Rayés de la carte, du jour au lendemain, comme s’ils étaient morts. Selon les informations publiées par la presse américaine jeudi 10 avril, l’administration du président, Donald Trump, a décidé en début de semaine de retirer leur numéro de sécurité sociale à un peu plus de 6 300 immigrés originaires d’Amérique du Sud ou d’Amérique centrale en les déplaçant dans une base de données administrative correspondant normalement aux «personnes décédées». Cette mesure brutale va donc les priver de leurs droits à toute prestation sociale aux Etats-Unis : obtenu de manière légale, le numéro à sept chiffres leur permettait de recevoir des aides sociales, mais aussi de travailler, de détenir un compte en banque ou de louer un logement.
Autant de démarches rendues impossibles par cette déclaration de «mort administrative» qui devrait pousser employeurs et propriétaires à rompre tout lien avec leur salarié ou leur locataire. Le 17 mars, l’agence nationale de la sécurité sociale avait publié une note de blog dans laquelle elle évoquait des cas d’erreurs administratives par lesquelles des personnes vivantes étaient placées involontairement sur la liste des personnes décédées. Le texte évoquait des situations «potentiellement dévastatrices pour l’individu, son conjoint et ses enfants à charge». «Les prestations sont interrompues à court terme, ce qui peut entraîner des difficultés financières.»
«Nous les encouragerons à s’auto-expulser»
Depuis son retour au pouvoir au mois de janvier, Donald Trump s’efforce par tous les moyens de faire partir les migrants arrivés sur le sol américain pendant le mandat de Joe Biden. Des «criminels», assure le dirigeant d’extrême droite. Au mois de mars, il a ordonné le renvoi dans un délai d’un mois plus de 500 000 Cubains, Haïtiens, Nicaraguayens et Vénézuéliens qui avaient obtenu un titre de séjour temporaire dans le cadre du dispositif dit «CHNV» – une décision remise en cause par la justice jeudi. Il a aussi révoqué le statut des 900 000 personnes entrées légalement aux Etats-Unis par la frontière du Mexique grâce à l’application CBP One, mise en place par Joe Biden pour lutter contre l’immigration clandestine.
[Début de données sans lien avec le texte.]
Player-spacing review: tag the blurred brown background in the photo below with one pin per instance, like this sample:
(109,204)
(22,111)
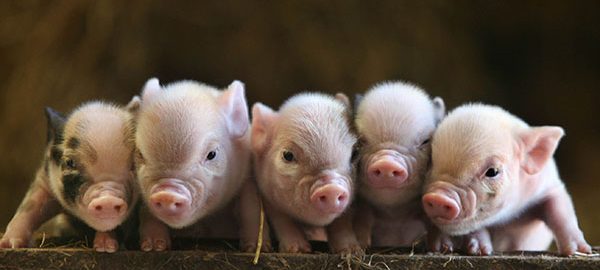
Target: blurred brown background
(539,60)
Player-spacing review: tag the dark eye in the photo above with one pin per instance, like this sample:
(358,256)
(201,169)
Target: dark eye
(70,164)
(211,155)
(492,172)
(288,156)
En trois mois, plusieurs dizaines de milliers d’étrangers expulsables ont été arrêtés à travers le pays. Plus de 200 ont été envoyés de force vers les prisons du Salvador, notoirement connu pour la violence de ses conditions de détention.
Checknews
Une porte-parole de la Maison Blanche s’est félicitée de la suppression des numéros de sécurité sociale, jeudi, en expliquant que Donald Trump «tenait ses promesses au peuple américain». «Le président Trump a promis des déportations massives. En supprimant l’incitation monétaire pour les étrangers en situation irrégulière à venir et à rester, nous les encouragerons à s’auto-expulser», a-t-elle déclaré. Ordonnée par la secrétaire à la Sécurité intérieure, Kristi Noem, la nouvelle attaque de l’administration républicaine se nourrit des fausses nouvelles véhiculées sans relâche par le Président et ses proches (notamment son bras droit Elon Musk, chargé au gouvernement de la réduction de la dépense publique) sur de prétendues fraudes à la sécurité sociale de la part des immigrés.
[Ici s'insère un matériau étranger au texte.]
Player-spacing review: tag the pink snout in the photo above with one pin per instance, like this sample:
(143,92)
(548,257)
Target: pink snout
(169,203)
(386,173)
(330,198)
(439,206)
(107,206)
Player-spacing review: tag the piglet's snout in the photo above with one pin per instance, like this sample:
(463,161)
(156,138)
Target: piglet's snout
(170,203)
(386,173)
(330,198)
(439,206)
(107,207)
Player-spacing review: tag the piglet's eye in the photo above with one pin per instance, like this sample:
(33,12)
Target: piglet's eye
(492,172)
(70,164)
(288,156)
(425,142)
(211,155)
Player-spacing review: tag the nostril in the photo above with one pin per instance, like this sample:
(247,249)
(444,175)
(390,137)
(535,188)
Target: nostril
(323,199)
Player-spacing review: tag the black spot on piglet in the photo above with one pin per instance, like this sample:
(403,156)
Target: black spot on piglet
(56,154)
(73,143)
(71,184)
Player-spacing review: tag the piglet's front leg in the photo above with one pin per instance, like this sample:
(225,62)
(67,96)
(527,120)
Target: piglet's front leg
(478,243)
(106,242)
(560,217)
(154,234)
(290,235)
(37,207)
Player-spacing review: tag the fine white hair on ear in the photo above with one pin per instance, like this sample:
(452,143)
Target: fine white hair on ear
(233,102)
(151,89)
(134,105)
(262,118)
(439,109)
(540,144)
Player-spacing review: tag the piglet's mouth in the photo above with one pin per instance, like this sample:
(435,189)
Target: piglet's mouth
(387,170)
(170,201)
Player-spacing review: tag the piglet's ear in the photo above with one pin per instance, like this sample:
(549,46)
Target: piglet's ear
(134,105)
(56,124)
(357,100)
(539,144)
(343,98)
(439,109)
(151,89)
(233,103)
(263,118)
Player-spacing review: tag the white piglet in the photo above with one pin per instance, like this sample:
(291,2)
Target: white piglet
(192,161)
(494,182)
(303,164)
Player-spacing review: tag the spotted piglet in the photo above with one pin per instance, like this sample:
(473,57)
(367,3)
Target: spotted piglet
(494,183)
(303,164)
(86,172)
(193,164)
La Maison Blanche veut accélérer
Il était difficile, ce vendredi, de savoir précisément pourquoi les 6 300 migrants placés dans la base de données «personnes décédées» (opportunément rebaptisée «personnes inéligibles») avaient été ciblés plutôt que d’autres. Selon une source à la Maison Blanche citée par le Washington Post, «tous ont un lien avec des activités terroristes ou un casier judiciaire». Mais l’exécutif n’a pas fourni d’élément à l’appui de ces accusations. Parmi les personnes visées figure un enfant de 13 ans, sept autres mineurs, 1 000 personnes environ qui touchaient des aides à la santé, moins de 50 qui recevaient des allocations de chômage, et tout juste 22 qui bénéficiaient d’un prêt étudiant.
Et la Maison Blanche voudrait désormais aller plus loin. «Il est prévu d’élargir la base de données en y ajoutant toute personne possédant un numéro de sécurité sociale et désignée par l’administration comme étant en situation irrégulière dans le pays», révèle le Washington Post, qui souligne les pressions exercées en ce sens par Elon Musk. «Si, sans procédure régulière, Trump et Musk peuvent illégalement “faire disparaître” ou “assassiner numériquement” toute personne entrée légalement dans notre pays, alors ils peuvent le faire à toute personne déjà légalement présente ici», a prévenu ce vendredi le commissaire de l’administration de la sécurité sociale en poste pendant le mandat de Joe Biden, Martin O’Malley.